Soigner ou punir, il faut choisir
Réprimer apparaît donc comme une solution non seulement hypocrite, mais aussi nettement insuffisante. Pourtant, une approche modernisée de la prévention s’est mise en place dès 1987, mais elle entrait en conflit avec la législation. En 1987 en effet, la vente libre des seringues est pérennisée par la ministre de la Santé de l’époque, Mme Barzach. 8 ans plus tard, les autorités autorisent les associations à délivrer gratuitement des trousses de prévention contenant seringues, ampoules d’eau, tampon et préservatifs. Depuis, absolument rien de neuf en la matière. Le statu quo règne et les autorités publiques se contentent de subventionner des associations douteuses.
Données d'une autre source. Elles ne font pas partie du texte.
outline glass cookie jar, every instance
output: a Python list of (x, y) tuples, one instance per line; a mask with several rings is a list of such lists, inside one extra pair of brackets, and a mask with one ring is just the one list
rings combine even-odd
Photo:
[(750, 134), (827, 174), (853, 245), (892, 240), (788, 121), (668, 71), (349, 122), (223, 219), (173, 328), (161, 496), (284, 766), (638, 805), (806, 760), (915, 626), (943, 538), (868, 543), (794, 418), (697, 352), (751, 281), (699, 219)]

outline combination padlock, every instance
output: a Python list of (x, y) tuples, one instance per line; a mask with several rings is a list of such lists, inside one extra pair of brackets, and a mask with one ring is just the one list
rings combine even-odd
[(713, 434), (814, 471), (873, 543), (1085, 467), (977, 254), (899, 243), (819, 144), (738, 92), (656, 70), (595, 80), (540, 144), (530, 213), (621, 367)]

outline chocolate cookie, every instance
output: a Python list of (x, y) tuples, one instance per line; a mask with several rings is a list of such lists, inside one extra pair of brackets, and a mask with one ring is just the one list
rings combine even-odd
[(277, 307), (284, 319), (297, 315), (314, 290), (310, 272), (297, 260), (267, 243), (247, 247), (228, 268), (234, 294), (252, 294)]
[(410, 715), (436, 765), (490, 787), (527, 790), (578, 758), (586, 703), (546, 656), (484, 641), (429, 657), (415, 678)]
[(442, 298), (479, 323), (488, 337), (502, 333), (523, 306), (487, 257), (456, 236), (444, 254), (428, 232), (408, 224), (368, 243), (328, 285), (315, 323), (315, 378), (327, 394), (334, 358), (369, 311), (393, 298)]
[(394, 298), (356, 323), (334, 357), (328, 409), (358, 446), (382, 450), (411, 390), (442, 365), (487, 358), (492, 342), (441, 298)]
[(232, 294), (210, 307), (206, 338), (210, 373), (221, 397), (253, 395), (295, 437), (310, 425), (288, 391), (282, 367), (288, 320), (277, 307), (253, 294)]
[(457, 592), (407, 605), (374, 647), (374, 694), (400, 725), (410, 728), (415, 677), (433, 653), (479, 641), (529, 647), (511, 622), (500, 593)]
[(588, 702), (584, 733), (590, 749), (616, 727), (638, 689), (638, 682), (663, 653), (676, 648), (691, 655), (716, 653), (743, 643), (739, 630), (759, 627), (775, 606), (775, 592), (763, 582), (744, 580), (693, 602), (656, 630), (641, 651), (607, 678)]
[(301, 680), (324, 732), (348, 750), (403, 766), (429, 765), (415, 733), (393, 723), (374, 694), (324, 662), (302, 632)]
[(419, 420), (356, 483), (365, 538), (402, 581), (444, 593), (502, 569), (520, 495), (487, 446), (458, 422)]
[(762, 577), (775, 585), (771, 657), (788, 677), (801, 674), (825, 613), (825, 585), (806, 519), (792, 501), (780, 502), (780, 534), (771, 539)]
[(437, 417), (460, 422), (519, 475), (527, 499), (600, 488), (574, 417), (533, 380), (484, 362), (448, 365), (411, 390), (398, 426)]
En 1992 nait ASUD (Auto-Support des Usagers de Drogues). Sous prétexte de promouvoir la réduction des risques auprès des usagers et ex-usagers de drogues, cette association rend disponibles en ligne tous les moyens possibles et imaginables pour se mettre la tête à l’envers. Le fait qu’elle soit officiellement agréée comme association de patients par le ministère de la Santé est encore la preuve que la France ne sait décidément pas comment se positionner en termes de prévention, confondant parfois véritablement accompagnement médical et encouragement opérationnel à la toxicomanie.
Il faudrait savoir ce que l’on privilégie : la répression ou la prévention, la punition ou les soins ? Pourquoi adopter la loi de 1987 si c’est pour interdire en 2013 l’ouverture d’une salle de shoot pour sécuriser les pratiques des toxicomanes ? Tout cela manque de cohérence.
D’autant qu’en matière de politique de réduction des risques, l’opinion des Français évolue vers davantage de prise en charge. Ils sont désormais 83 % à être d’accord avec le principe de base de cette politique mise en action dans les années 1990, qui est d’« informer les consommateurs de drogues sur la façon la moins dangereuse de les consommer afin de diminuer les risques pour la santé ». Ils n’étaient que 70 % en 2008.
En dehors de toute visée comptable, diminuer les risques, ce serait aussi diminuer les coûts d’une sécurité sociale exsangue à qui les drogues coûtent 1,5 milliard d’euros à l’assurance maladie (2010).